Australian, New Zealand shares join the global rout; gold stocks glitter

Pedestrians are reflected in a window in front of a board displaying stock prices at the Australian Securities Exchange (ASX) in Sydney, Australia, February 9, 2018. REUTERS/David Gray

(Reuters) - Australian shares joined the global sell-off, closing at a near six-month low on Thursday, as the Wall Street rout overnight battered equity markets elsewhere.

The benchmark S&P/ASX 200 index <.AXJO> closed 2.74 percent, or 166 points, down at 5,883.80 with all major sector indexes in the red.

The high-profile financials and materials indexes pulled the benchmark down heavily, with the former feeling an additional pinch with two major banks facing parliamentary grilling on financial misconduct.

U.S. stocks tumbled on Wednesday as investors dumped high-growth names such as technology firms, with rising Treasury yields and trade-related worries sapping risk appetites.

The mayhem on Wall Street battered sentiment further in an Australian market already hit by Sino-U.S. trade tensions as well as an IMF forecast of a global economic slowdown. The benchmark has fallen more than 5 percent this month.

The financial index <.AXFJ>, reeling under a powerful quasi-judicial inquiry into wrongdoings in the sector, closed down 2.9 percent with all but one of its constituents off.

Commonwealth Bank of Australia <CBA.AX>, the biggest lender, and Westpac Banking Corp <WBC.AX>, whose executives appeared before a parliament enquiry during the day, dropped 2.9 percent and 2.6 percent, respectively.

In his first public questioning since the launch of the inquiry, CBA chief executive Matt Comyn said that a money-laundering scandal was the greatest disappointment of his career.

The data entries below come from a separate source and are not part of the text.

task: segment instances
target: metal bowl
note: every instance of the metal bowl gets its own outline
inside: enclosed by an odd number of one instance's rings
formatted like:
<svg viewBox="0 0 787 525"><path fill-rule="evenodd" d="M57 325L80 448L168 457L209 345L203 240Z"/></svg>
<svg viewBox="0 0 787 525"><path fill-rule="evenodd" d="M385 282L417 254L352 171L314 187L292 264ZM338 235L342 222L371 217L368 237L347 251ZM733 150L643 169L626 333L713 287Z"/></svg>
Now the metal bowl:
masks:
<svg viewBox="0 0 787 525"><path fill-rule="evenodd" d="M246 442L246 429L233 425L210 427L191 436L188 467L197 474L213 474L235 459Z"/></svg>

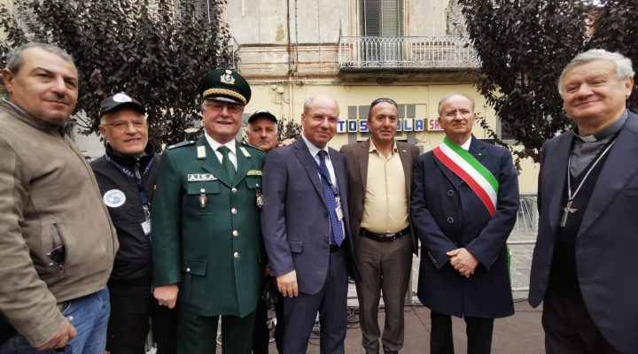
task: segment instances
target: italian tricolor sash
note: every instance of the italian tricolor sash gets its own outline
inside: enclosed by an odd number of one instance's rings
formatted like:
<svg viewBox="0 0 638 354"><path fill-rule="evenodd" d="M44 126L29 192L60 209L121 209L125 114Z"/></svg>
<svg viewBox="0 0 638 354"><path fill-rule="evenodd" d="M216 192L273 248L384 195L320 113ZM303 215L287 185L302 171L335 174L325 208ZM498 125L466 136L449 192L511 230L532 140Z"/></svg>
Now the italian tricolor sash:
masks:
<svg viewBox="0 0 638 354"><path fill-rule="evenodd" d="M496 213L498 196L498 181L494 174L465 149L452 142L447 137L433 151L443 165L465 181L494 216Z"/></svg>

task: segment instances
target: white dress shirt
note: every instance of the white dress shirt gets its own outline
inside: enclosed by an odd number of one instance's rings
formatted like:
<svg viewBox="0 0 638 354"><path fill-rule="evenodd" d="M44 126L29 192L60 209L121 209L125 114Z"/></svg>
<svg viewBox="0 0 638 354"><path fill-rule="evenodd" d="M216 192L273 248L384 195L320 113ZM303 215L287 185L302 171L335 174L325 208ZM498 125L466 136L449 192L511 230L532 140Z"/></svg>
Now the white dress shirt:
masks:
<svg viewBox="0 0 638 354"><path fill-rule="evenodd" d="M235 151L235 139L226 142L225 144L221 144L215 142L214 139L210 137L210 135L208 135L208 133L204 133L204 136L206 137L206 141L208 141L208 145L210 145L211 149L213 149L213 151L214 151L215 155L217 155L217 158L219 158L220 164L222 163L222 158L223 158L223 155L222 154L222 152L217 151L217 149L219 149L219 147L222 145L224 145L227 148L230 149L230 151L229 151L229 159L230 160L230 162L233 163L233 165L235 165L235 171L237 171L237 151Z"/></svg>

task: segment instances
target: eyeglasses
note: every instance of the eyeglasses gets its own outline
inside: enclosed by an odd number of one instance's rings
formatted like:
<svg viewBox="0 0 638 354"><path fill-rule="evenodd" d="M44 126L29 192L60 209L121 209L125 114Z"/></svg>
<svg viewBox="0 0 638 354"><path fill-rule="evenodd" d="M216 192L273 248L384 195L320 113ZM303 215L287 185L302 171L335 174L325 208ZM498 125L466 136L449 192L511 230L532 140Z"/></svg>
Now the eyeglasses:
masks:
<svg viewBox="0 0 638 354"><path fill-rule="evenodd" d="M224 107L226 107L226 110L228 110L229 113L237 114L244 112L244 106L241 104L222 104L216 101L207 104L206 106L206 108L210 108L214 112L223 111Z"/></svg>
<svg viewBox="0 0 638 354"><path fill-rule="evenodd" d="M58 266L58 273L60 277L60 279L64 278L64 266L66 264L66 240L62 236L62 232L60 232L59 226L58 224L53 224L53 228L58 233L58 235L59 235L59 238L62 240L62 245L61 246L56 246L55 242L51 241L53 249L47 253L47 256L49 257L49 259L51 260L51 264L49 266Z"/></svg>
<svg viewBox="0 0 638 354"><path fill-rule="evenodd" d="M129 125L133 125L133 127L136 128L136 130L142 130L147 127L146 122L144 120L136 120L136 121L133 121L130 123L129 122L115 122L115 123L111 123L111 124L100 124L100 126L105 126L105 126L113 126L113 129L115 129L115 130L125 130L125 129L128 128Z"/></svg>
<svg viewBox="0 0 638 354"><path fill-rule="evenodd" d="M387 103L389 103L389 104L393 104L394 107L399 108L399 107L397 106L396 102L394 102L394 100L393 100L393 99L390 99L390 98L377 98L376 100L372 101L372 103L370 104L370 110L372 109L372 107L374 107L375 105L377 105L377 104L380 104L380 103L382 103L382 102L387 102Z"/></svg>

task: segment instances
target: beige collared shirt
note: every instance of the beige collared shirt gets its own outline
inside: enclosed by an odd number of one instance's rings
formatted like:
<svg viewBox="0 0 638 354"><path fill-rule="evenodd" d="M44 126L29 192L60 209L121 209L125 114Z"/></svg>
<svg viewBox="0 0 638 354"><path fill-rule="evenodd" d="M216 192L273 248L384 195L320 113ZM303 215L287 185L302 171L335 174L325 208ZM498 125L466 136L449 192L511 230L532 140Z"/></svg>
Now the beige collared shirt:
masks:
<svg viewBox="0 0 638 354"><path fill-rule="evenodd" d="M408 217L405 173L396 142L386 158L377 150L370 139L368 182L361 226L377 234L393 234L409 226Z"/></svg>

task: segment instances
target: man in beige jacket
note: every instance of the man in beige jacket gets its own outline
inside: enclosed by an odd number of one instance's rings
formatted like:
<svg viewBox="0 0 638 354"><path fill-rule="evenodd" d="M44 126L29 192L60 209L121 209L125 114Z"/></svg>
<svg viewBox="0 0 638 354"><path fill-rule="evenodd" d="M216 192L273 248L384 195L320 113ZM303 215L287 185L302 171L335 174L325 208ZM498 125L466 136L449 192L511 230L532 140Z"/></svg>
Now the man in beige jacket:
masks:
<svg viewBox="0 0 638 354"><path fill-rule="evenodd" d="M59 48L28 43L2 76L0 321L17 333L0 354L104 354L118 243L91 168L64 134L75 65Z"/></svg>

The Metals and Mining index <.AXMM> also melted, ending 2.8 percent down though some of the losses were offset by gains in gold stocks, a historic safe haven in panic scenarios.

The top five percentage gainers on the Australian benchmark index were gold stocks, led by Evolution Mining Ltd <EVM.AX> and St. Barbara Ltd <SBM.AX>, which both finished up 6.3 percent.

Gloomy sentiment prevailed in New Zealand as well, as the benchmark S&P/NZX 50 index <.NZ50> saw its steepest single-session fall in about a decade. The benchmark index finished 3.6 percent, or 329.62 points, down at 8,721.20.

Dairy company a2 Milk Co Ltd <ATM.NZ> was the top percentage decliner on the benchmark, plunging 11.5 percent to an eight-month low.